Teacher Not Teaching.

END OF POST

Cardinal George Announces Vatican Approval of New Roman Missal — Implementation Set for First Sunday of Advent 2011

The ineffable war of delay is over…

HT/J. Balza

U.S. Adaptations to Mass Prayers Also Approved
Parish Education Efforts Urged To Precede Implementation
Resources Available Through USCCB

WASHINGTON—Cardinal Francis George, OMI, Archbishop of Chicago and President of the United States Conference of Catholic Bishops (USCCB), has announced that the full text of the  English-language translation of the Roman Missal, Third Edition, has been issued for the dioceses of the United States of America. 
           
The text was approved by the Vatican, and the approval was accompanied by a June 23 letter from Cardinal Llovera Antonio Cañizares, Prefect of the Congregation for Divine Worship and the Discipline of the Sacraments. The Congregation also provided guidelines for publication.
           
In addition, on July 24, the Vatican gave approval for several adaptations, including additional prayers for the Penitential Act at Mass and the Renewal of Baptismal Promises on Easter Sunday. Also approved are texts of prayers for feasts specific to the United States such as Thanksgiving, Independence Day and the observances of feasts for saints such as Damien of Molokai, Katharine Drexel, and Elizabeth Ann Seton. The Vatican also approved the Mass for Giving Thanks to God for the Gift of Human Life, which can be celebrated on January 22.   
           
Cardinal George announced receipt of the documents in an August 20 letter to the U.S. Bishops and issued a decree of proclamation that states that “The use of the third edition of the Roman Missal enters into use in the dioceses of the United States of America as of the First Sunday of Advent, November 27, 2011.  From that date forward, no other edition of the Roman Missal may be used in the dioceses of the United States of America.” 
           
The date of implementation was chosen to allow publishers time to prepare texts and parishes and dioceses to educate parishioners.
           
“We can now move forward and continue with our important catechetical efforts as we prepare the text for publication,” Cardinal George said.
           
In the coming weeks, staff of the bishops’ Secretariat of Divine Worship will prepare the text for publication and collaborate with the staff of the International Commission on English in the Liturgy (ICEL), which will assist Bishops’ Conferences in bringing the text to publication. In particular, ICEL has been preparing the chant settings of the texts of the Missal for use in the celebration of the Mass.

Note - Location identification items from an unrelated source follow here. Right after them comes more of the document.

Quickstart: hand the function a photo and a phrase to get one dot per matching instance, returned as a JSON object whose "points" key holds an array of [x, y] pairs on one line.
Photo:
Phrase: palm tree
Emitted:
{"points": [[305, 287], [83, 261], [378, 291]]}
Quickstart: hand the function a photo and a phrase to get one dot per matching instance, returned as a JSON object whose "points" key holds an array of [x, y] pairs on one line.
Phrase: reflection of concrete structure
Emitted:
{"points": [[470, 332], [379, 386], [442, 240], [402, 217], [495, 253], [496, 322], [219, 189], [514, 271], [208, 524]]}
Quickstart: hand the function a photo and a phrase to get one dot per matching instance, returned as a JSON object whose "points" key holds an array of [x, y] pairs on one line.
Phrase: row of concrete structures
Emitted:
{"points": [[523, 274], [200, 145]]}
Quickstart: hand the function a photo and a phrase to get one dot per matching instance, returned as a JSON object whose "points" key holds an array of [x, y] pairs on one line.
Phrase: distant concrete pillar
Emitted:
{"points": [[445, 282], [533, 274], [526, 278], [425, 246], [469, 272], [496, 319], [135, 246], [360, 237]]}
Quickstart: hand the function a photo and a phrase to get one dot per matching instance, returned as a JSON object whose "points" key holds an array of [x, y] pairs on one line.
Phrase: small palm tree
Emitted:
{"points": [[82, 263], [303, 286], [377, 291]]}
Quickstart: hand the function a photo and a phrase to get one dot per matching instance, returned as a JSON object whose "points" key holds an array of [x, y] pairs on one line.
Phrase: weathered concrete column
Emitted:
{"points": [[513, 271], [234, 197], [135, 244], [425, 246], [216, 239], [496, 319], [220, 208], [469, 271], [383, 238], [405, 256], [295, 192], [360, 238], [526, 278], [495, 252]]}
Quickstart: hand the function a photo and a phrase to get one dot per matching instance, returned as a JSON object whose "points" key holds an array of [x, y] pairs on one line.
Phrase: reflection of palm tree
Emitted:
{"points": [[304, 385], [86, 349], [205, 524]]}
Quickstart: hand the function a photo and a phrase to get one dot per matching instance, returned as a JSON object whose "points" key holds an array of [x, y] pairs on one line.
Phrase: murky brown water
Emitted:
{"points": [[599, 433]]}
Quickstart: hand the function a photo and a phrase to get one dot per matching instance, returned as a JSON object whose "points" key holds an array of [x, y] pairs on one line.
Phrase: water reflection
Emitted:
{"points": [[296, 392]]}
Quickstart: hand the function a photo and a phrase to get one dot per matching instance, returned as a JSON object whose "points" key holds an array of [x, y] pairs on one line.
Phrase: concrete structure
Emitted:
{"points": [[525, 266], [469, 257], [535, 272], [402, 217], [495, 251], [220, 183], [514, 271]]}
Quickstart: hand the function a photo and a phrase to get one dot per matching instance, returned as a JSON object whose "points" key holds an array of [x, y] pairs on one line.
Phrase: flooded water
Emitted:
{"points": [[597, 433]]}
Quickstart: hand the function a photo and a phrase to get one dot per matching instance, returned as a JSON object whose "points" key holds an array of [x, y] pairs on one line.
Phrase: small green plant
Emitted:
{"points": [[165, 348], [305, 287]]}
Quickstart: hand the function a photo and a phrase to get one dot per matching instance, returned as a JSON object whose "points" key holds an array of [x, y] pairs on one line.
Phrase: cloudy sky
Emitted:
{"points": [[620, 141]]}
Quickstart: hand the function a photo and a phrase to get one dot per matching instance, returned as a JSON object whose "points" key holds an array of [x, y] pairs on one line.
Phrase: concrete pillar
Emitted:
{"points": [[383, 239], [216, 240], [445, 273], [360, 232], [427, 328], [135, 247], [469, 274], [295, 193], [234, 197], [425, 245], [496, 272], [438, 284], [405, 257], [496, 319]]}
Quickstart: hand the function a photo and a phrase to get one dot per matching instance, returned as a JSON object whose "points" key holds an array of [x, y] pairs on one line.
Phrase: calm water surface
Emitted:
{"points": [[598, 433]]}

Once all necessary elements have been incorporated into the text and the preliminary layout is complete, the final text will go to the publishers to produce the ritual text, catechetical resources and participation aids for use in the Liturgy.
           
Receipt of the text marks the start of proximate preparation for Roman Missal implementation. Before first use of the new text in Advent 2011, pastors are urged to use resources available to prepare parishioners. Some already have been in use; others are being released now. They include the Parish Guide for the Implementation of the Roman Missal, Third Edition, and Become One Body, One Spirit in Christ, a multi-media DVD resource produced by ICEL in collaboration with English-language Conferences of Bishops. Both will be available from the USCCB. Information on resources can be found at www.usccb.org/romanmissal
           
Bishop Arthur Serratelli of Paterson, New Jersey, Chair of the Bishops’ Committee on Divine Worship, voiced gratitude for the approval.
           
“I am happy that after years of preparation, we now have a text that, when introduced late next year, will enable the ongoing renewal of the celebration of the Sacred Liturgy in our parishes,” he said.  Msgr. Anthony Sherman, Director of the Secretariat for Divine Worship of the USCCB noted, “A great effort to produce the new Roman Missal for the United States, along with the other necessary resources, has begun.  Even as that work is underway a full–scale catechesis about the Liturgy and the new Roman Missal should be taking place in parishes, so that when the time comes, everyone will be ready.”